By Mathew Goldstein
The Initiative for Global Markets asks an Economic Experts Panel public policy questions and publishes their answers on the Internet. The panel consists of fifty one "senior faculty at the most elite research universities in the United States" that "was chosen to include distinguished experts with a keen interest in public policy from the major areas of economics, to be geographically diverse, and to include Democrats, Republicans and Independents as well as older and younger scholars." These are people who make a career of studying the empirical evidence to try to find the logical best fit predictions for the impacts of different public policies. Sometimes they share a consensus, or near consensus, conclusion. Our civic obligation as voters is to be aware of, respect, and defer to, the expert consensus. We are not going to be better informed, or more likely to have the better answer, than they are when they reach a close to consensus view on an economics related public policy question.

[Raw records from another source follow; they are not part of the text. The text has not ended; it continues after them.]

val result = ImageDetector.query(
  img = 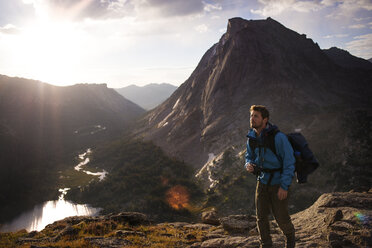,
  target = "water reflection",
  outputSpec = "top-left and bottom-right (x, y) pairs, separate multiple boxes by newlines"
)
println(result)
(74, 148), (108, 181)
(0, 189), (100, 232)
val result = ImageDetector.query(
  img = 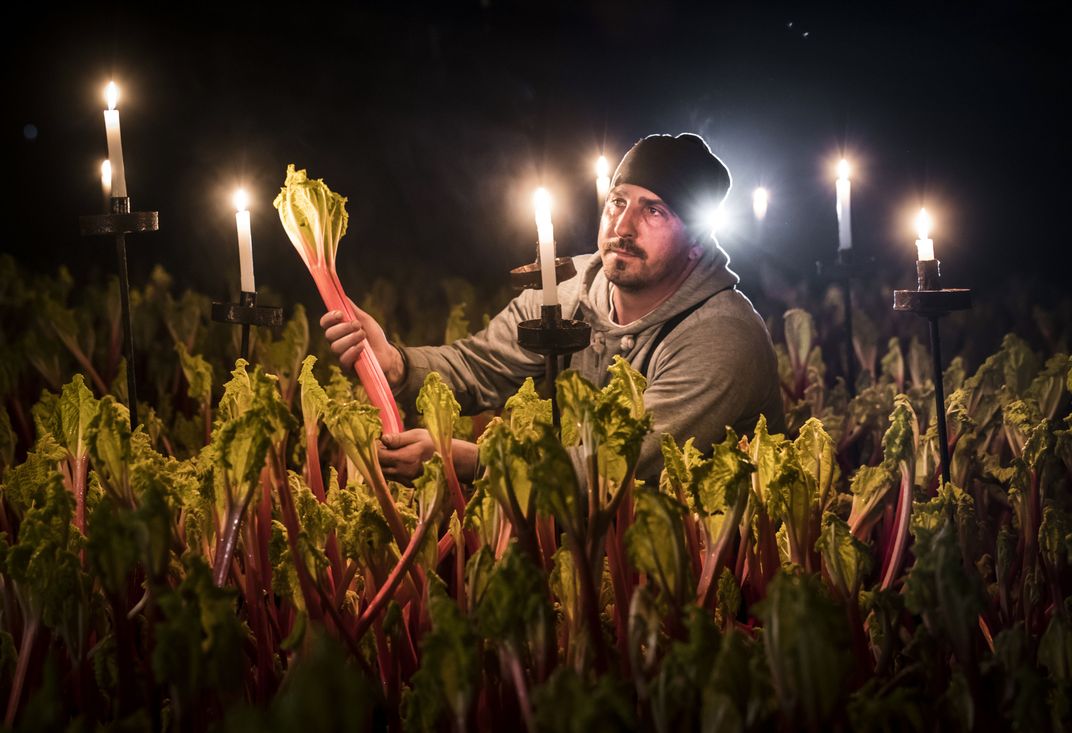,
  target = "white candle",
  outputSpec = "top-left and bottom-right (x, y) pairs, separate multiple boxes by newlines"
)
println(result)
(751, 186), (771, 222)
(533, 188), (559, 305)
(104, 81), (126, 198)
(837, 158), (852, 252)
(915, 209), (935, 263)
(101, 161), (111, 203)
(596, 155), (610, 209)
(235, 189), (256, 293)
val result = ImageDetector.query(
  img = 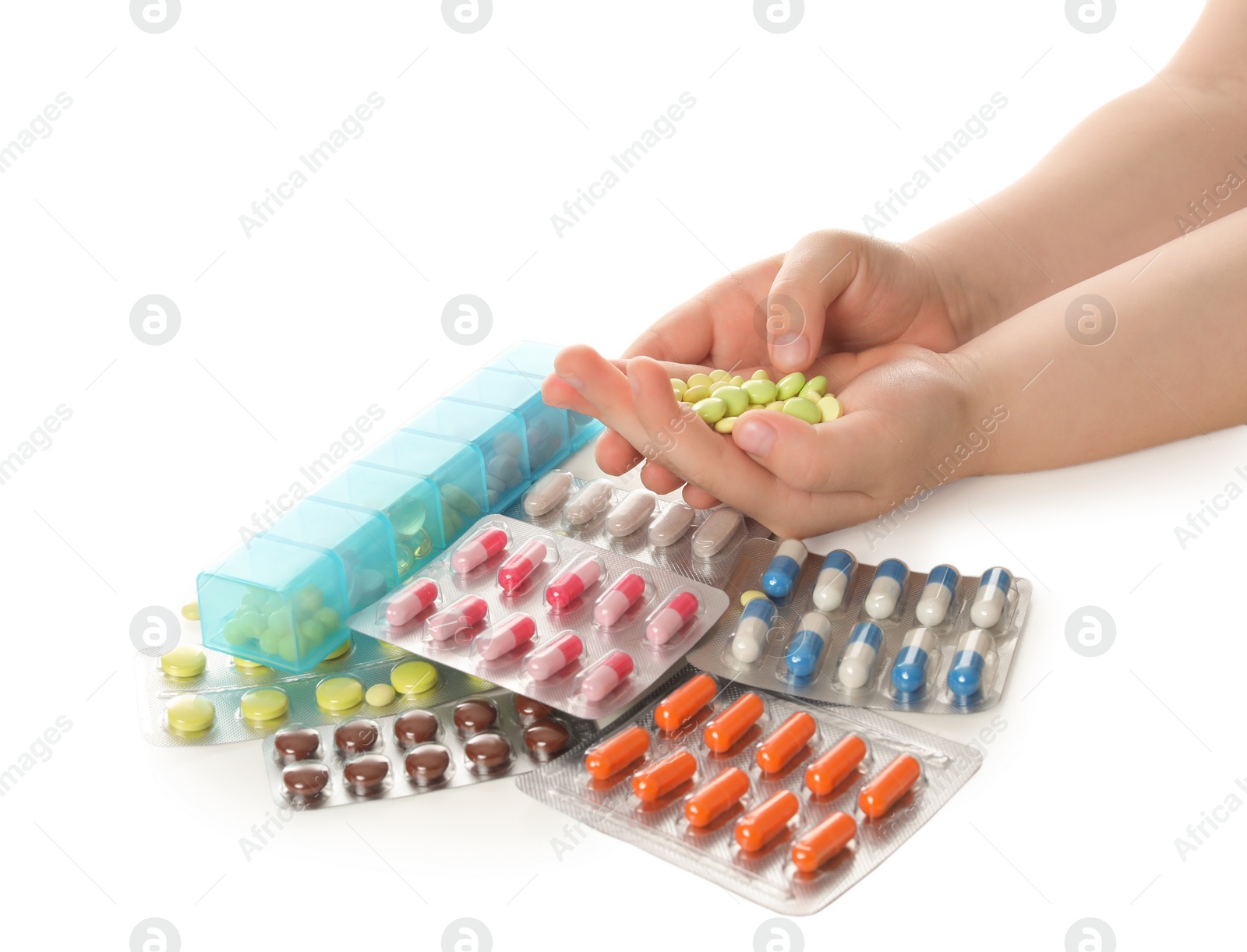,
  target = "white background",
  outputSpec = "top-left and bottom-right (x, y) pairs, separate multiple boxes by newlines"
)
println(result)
(0, 0), (1247, 950)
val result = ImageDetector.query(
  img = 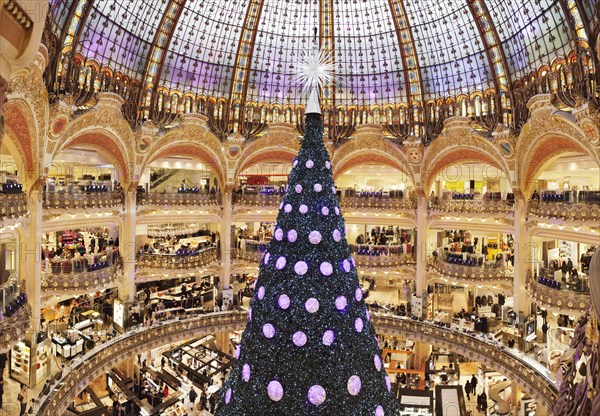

For example, no one should be voting for President, Congress, or Governer someone who advocates for re-implementing the Gold Standard, such as Senator Ted Cruz, Senator Rand Paul, Governor Mike Huckabee, Governor Chris Christie, or presidential candidate Donald Trump together with his choice for Vice President, Governor Mike Pence, given that economists unanimously think that is a bad policy. It is embarrassing for our country that people who presume to know better than our own experts are elected. Of particular interest to secularism advocates are the questions on vaccines and primary school vouchers. There is close to a consensus here for mandating vaccinations against contagious diseases that maim or kill as advocated by the Secular Coalition for America. For anyone interested in public policy more generally there are many interesting poll results to ponder. It should be standard practice for universities to encourage their faculty to participate in public policy opinion polls.